Firms to be given £1,000 per work experience trainee to stimulate youth employment

apprenticeships
Graduate and apprentice technical workers receive instruction. Photo: Shutterstock

Employers in England will be given £1,000 for each work experience placement they offer to people aged 16-24, as part of plans to reduce the level of unemployment among young people.

Under the proposals set to be announced on Wednesday, Rishi Sunak will pledge 30,000 new traineeships, which will involve classroom-based tuition in maths, English and CV writing, as well as 90 hours of unpaid work experience.

The traineeships will be expected to last between six weeks and six months, and are intended to help those leaving education secure their first job.

England’s scheme will involve £111m of government funding, while similar schemes in Scotland, Wales and Northern Ireland will receive £21m.

The plans are expected to be announced alongside the chancellor’s economic strategy to deal with the coronavirus crisis,

The Treasury said in a statement to the BBC: “Young people’s employment prospects are expected to be disproportionately affected by the economic fallout of coronavirus.

“Expanding traineeships will be part of a wider package to support young people and to ensure they have the skills and training to go on to high quality, secure and fulfilling employment.”

According to the government, around three quarters of 18-24 year-olds who are not in education, employment or training for three months continue to be out of work and out of education for a 12 months. Meanwhile, those have undertaken a traineeship move into further employment or study within a year.

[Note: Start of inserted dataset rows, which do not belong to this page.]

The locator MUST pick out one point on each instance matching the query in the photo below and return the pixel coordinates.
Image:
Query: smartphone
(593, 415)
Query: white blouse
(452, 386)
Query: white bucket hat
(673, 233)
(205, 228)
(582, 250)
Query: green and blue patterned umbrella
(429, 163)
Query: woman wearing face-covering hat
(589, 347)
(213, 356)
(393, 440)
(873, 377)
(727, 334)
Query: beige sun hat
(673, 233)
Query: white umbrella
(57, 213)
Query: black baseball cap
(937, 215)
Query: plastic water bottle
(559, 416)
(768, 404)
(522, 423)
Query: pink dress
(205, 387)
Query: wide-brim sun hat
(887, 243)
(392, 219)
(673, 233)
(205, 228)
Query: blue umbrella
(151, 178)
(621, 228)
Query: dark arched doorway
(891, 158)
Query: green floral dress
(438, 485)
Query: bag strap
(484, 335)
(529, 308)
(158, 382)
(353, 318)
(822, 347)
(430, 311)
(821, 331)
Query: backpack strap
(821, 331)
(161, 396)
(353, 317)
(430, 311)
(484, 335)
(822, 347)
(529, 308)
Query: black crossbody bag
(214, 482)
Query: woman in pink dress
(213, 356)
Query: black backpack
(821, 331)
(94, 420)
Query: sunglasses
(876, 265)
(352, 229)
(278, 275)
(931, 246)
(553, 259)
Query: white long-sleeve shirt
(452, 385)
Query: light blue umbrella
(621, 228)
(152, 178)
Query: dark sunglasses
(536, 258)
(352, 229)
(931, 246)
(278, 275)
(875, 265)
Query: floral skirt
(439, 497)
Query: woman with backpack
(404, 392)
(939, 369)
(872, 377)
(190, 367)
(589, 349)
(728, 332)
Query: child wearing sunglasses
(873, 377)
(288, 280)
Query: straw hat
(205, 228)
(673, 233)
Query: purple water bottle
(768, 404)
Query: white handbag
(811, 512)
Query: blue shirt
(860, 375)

Last week the Institute of Student Employers predicted that entry-level jobs will be cut by almost a quarter this year. It recommended a 20% wage subsidy for all new apprentices to cover the time they are required to undertake off-the-job training and a reduction in national insurance contributions for staff under 24.

On Wednesday, the chancellor is also expected to announce significant increases to the number of JobCentre staff it employs in a bid to help get people displaced by the pandemic back into work.

He is expected to say that the number of work coaches will double from 13,500 to 27,000, at a cost of around £800m.

Meanwhile, the Observer reported the Treasury was considering plans tank to give all adults £500 and children £250 in vouchers to spend in sectors of the economy hit hardest by the coronavirus.